(NaturalNews) More than a half-dozen Western states that depend on the Colorado River Basin for the bulk of their water are drawing much more heavily from groundwater supplies than previously thought, according to a new study, which is the latest indication that the historic drought gripping much of the region is threatening their future access to water.
According to
The Washington Post, over the past nine years the basin -- covering Wyoming, Utah, California, Colorado, New Mexico, Arizona and Nevada -- has lost some 65 cubic kilometers of fresh water, which is nearly double the volume of the country's largest reservoir, Lake Mead. It was a figure that truly surprised the study's authors, who used data from a NASA weather satellite to examine groundwater supplies.
"We don't know exactly how much groundwater we have left, so we don't know when we're going to run out," said Stephanie Castle, a water resources specialist at the University of California, Irvine, and the study's lead author. "This is a lot of water to lose. We thought that the picture could be pretty bad, but this was shocking."
About two-thirds of water lost over the past near-decade came from underground supplies, instead of surface water, the
Post reported, citing the study's findings.
"We were shocked to see how much water was actually depleted underground," Castle told the paper.
Although surface water in the Colorado River Basin is regulated closely by the U.S. Bureau of Reclamation, states regulate groundwater on their own. And some of them, such as California, do not have groundwater management regulations, though others, such as Arizona, have gone as far as transferring surface
water from the Colorado River to underground aquifers for later use.
'It can take hundreds of years to refill groundwater basins'As noted by the
Post:
The Bureau of Reclamation allocates water in strict proportions to each of the seven states within the basin, where 40 million people rely on the Colorado River.
Those allocations have gotten smaller as drought has swept the West over the past 14 years. Lake Mead is at its lowest level since it was created, after construction of the Hoover Dam in the 1930s, leaving a "bathtub ring" around the lake. Most years, every drop of water is pumped out of the Colorado River before it empties into the Gulf of California.Yet, what surprised researchers in particular was how much groundwater had been accounting for the difference. Indeed, in excess of three-quarters of water lost over the past nine years came from underground. And groundwater does not replenish itself as quickly as surface water, which collects from rain and snow. The unexpected heavy use is straining resources that were already limited.
"You get a wet year, you get some precipitation, and those reservoirs can fill right back up," Castle said. "It can take years, or hundreds of years, to refill groundwater basins."
'We really don't know how much water is down there'"The
Colorado River Basin is the water lifeline of the western United States," said senior author Jay Famiglietti, senior water cycle scientist at NASA's Jet Propulsion Laboratory on leave from UC Irvine, where he is an Earth system science professor.
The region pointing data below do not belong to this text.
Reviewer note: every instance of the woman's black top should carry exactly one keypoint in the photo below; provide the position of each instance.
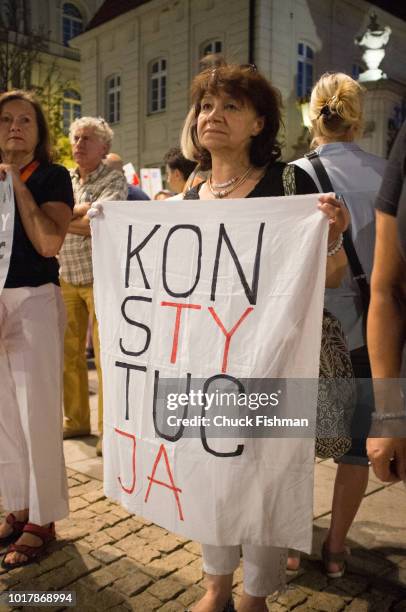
(392, 195)
(48, 183)
(271, 184)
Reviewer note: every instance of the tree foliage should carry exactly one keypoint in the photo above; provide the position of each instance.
(25, 64)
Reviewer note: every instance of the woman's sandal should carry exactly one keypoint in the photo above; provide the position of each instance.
(17, 529)
(339, 558)
(229, 607)
(46, 534)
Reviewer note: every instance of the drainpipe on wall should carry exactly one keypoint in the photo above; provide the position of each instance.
(251, 32)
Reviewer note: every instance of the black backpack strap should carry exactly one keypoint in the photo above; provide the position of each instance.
(320, 171)
(353, 259)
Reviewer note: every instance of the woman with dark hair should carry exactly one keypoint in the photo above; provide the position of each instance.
(233, 135)
(33, 483)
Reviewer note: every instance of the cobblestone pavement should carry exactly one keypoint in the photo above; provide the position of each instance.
(115, 561)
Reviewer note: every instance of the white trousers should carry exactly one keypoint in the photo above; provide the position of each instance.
(32, 467)
(264, 567)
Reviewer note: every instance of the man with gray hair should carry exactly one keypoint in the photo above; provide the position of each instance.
(92, 180)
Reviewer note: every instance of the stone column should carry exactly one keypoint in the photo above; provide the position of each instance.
(381, 100)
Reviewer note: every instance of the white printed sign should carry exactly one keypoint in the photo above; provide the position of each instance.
(151, 181)
(6, 226)
(230, 289)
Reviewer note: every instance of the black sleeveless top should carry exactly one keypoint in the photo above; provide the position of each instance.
(271, 184)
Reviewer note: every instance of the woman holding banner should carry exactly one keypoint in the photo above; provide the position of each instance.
(233, 135)
(336, 113)
(33, 483)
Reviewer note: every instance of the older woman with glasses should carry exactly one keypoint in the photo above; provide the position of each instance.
(233, 135)
(33, 483)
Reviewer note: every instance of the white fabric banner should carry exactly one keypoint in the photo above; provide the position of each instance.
(6, 227)
(203, 288)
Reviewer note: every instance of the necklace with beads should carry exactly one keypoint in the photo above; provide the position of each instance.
(221, 190)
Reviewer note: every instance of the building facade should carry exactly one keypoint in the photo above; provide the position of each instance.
(138, 59)
(54, 23)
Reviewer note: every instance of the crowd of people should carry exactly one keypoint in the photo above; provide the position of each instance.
(229, 149)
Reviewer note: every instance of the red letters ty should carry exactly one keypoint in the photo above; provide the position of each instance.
(179, 308)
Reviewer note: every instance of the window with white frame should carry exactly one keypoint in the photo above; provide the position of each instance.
(72, 22)
(157, 86)
(113, 98)
(72, 108)
(211, 47)
(305, 70)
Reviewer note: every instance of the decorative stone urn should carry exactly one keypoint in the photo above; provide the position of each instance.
(374, 40)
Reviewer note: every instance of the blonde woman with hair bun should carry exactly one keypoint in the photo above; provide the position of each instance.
(336, 109)
(336, 113)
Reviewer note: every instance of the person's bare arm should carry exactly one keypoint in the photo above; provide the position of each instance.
(339, 219)
(386, 336)
(386, 320)
(335, 269)
(45, 225)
"With Lake Mead at its lowest level ever, we wanted to explore whether the basin, like most other regions around the world, was relying on groundwater to make up for the limited surface-water supply. We found a surprisingly high and long-term reliance on groundwater to bridge the gap between supply and demand," he said.
The study's authors concluded that federal officials allocated 30 percent more water from the Colorado River than was available; the gaps were then made up from groundwater.
Across the Western states, farmers and urban centers that rely on groundwater are already seeing their water tables decline, which indicates that supplies are running low.
"We really don't know how much water is down there. We've already depleted a lot of it. There could be more, but when we have to start to dig deeper to access it, that's a bad sign," Castle said. "If [ground water basins] continue to be depleted, they don't come back up."